Die französische Finanzaufsichtsbehörde hat gewarnt, dass Kryptowährungsunternehmen, die bis Ende Juni keine EU-Betriebslizenz erhalten, möglicherweise auf die schwarze Liste gesetzt werden und strafrechtlich verfolgt werden könnten, was auf die allgemeine Verschärfung der Aufsicht durch die EU im Bereich von Krypto-Assets hinweist.

Gemäß der EU-Kryptowährungsmarktverordnung (MiCA) müssen in der EU tätige Kryptowährungsunternehmen vor dem 30. Juni entsprechende Lizenzen erwerben, andernfalls können sie ihre Dienstleistungen für EU-Kunden weiterhin nicht erbringen.

MiCA wird im Jahr 2023 genehmigt, um Europas milliardenschwere Verschlüsselungsindustrie durch einen einheitlichen Regulierungsrahmen einer strengeren Aufsicht zu unterziehen.

Gleichzeitig haben die USA im Rahmen der Lockerung einschlägiger Vorschriften durch die Regierung des ehemaligen Präsidenten und jetzigen Präsidenten Donald Trump einen völlig anderen Regulierungspfad eingeschlagen als Europa.

„Es ist sehr, sehr dringend geworden, den Lizenzantrag so schnell wie möglich abzuschließen“, sagte Marie-Anne Baba-Layani, Präsidentin der französischen Finanzmarktaufsicht (AMF), am Donnerstag den Medien.

Sie bekräftigte, dass jedes Verschlüsselungsunternehmen, das vor Ablauf der EU-Frist keine Lizenz erhält, aber weiterhin Kunden in der EU anwirbt, auf die schwarze Liste gesetzt wird und mit Strafverfolgungsmaßnahmen, einschließlich Strafverfolgung, rechnen muss, weil es ohne Genehmigung tätig ist.

Gemäß den MiCA-Vorschriften müssen Verschlüsselungsunternehmen eine Lizenz bei der Regulierungsbehörde eines einzelnen EU-Mitgliedstaats beantragen. Nach der Zulassung können sie über den sogenannten „Pass“-Mechanismus Dienstleistungen in der gesamten EU mit 27 Staaten anbieten.

Einige Regulierungsbehörden haben jedoch Bedenken hinsichtlich der Unterschiede bei der Umsetzung der Regeln zwischen den Ländern geäußert, insbesondere hinsichtlich Maltas Ansatz hinsichtlich der Geschwindigkeit der Genehmigung von Verschlüsselungslizenzen, was eine Überprüfung durch die Europäische Wertpapier- und Marktaufsichtsbehörde (ESMA) auslöste.

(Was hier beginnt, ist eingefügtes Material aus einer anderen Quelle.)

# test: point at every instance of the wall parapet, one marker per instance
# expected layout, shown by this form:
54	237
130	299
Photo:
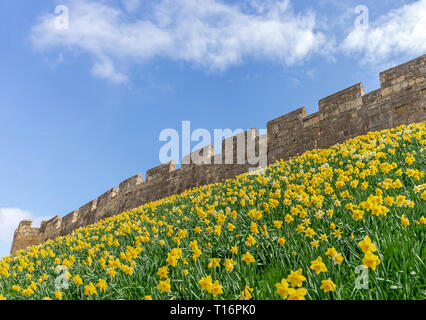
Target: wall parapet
401	99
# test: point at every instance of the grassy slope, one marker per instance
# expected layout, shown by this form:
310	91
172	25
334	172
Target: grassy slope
332	188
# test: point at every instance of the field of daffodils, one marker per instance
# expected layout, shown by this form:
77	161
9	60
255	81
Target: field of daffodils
346	222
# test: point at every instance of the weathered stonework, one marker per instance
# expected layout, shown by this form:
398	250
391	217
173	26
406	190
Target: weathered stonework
401	99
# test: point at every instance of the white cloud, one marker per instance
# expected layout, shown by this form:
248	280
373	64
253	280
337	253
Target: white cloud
206	33
131	5
9	221
105	69
400	32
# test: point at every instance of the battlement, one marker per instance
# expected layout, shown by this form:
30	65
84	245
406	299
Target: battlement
401	99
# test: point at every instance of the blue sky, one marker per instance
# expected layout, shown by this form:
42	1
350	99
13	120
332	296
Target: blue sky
81	109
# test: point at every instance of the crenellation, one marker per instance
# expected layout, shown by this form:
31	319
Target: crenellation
343	100
401	99
129	185
197	157
404	72
160	173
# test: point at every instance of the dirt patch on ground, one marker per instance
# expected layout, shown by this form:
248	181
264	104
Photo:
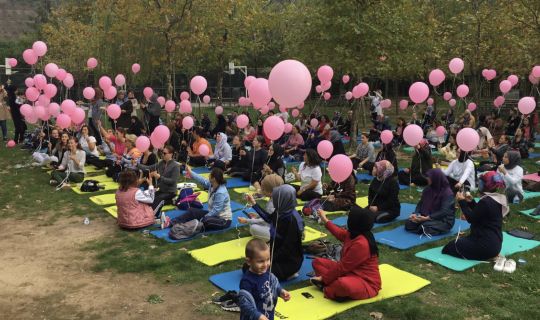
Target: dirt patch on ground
45	275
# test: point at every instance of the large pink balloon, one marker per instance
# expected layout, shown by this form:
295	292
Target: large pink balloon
386	136
242	121
198	84
30	57
142	143
456	65
467	139
259	93
273	127
91	63
418	92
462	90
325	74
436	77
526	105
413	134
289	83
114	111
325	149
340	168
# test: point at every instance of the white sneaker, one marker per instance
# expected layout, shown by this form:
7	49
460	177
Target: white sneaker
499	263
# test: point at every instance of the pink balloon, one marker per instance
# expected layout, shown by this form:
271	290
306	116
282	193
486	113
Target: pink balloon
30	57
50	90
440	130
204	150
467	139
142	143
63	121
325	149
325	74
526	105
242	121
78	116
170	106
120	80
89	93
418	92
259	93
386	136
185	106
456	65
340	168
289	83
447	96
135	68
505	86
91	63
148	92
40	48
114	111
403	104
436	77
462	90
273	127
51	69
32	94
198	85
413	134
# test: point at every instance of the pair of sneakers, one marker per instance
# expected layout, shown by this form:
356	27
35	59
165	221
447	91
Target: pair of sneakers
504	265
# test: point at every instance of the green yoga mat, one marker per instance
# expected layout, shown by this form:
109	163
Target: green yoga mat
510	246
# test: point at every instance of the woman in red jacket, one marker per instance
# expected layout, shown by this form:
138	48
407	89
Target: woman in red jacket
356	274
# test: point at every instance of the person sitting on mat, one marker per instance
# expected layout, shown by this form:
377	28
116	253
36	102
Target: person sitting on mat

Baba-Layani sagte, wenn Frankreich mit den Lizenzentscheidungen anderer Mitgliedsstaaten nicht einverstanden sei, sei Frankreich bereit, zu verhindern, dass die entsprechenden Lizenzen im Land „passiert“ würden.

Sie betonte auch, dass dies keine Situation sei, die die französischen Regulierungsbehörden sehen wollten, da dies ein „schwerwiegendes kollektives Versagen“ bedeuten und Risse in der Regulierungskoordinierung innerhalb der EU aufdecken würde.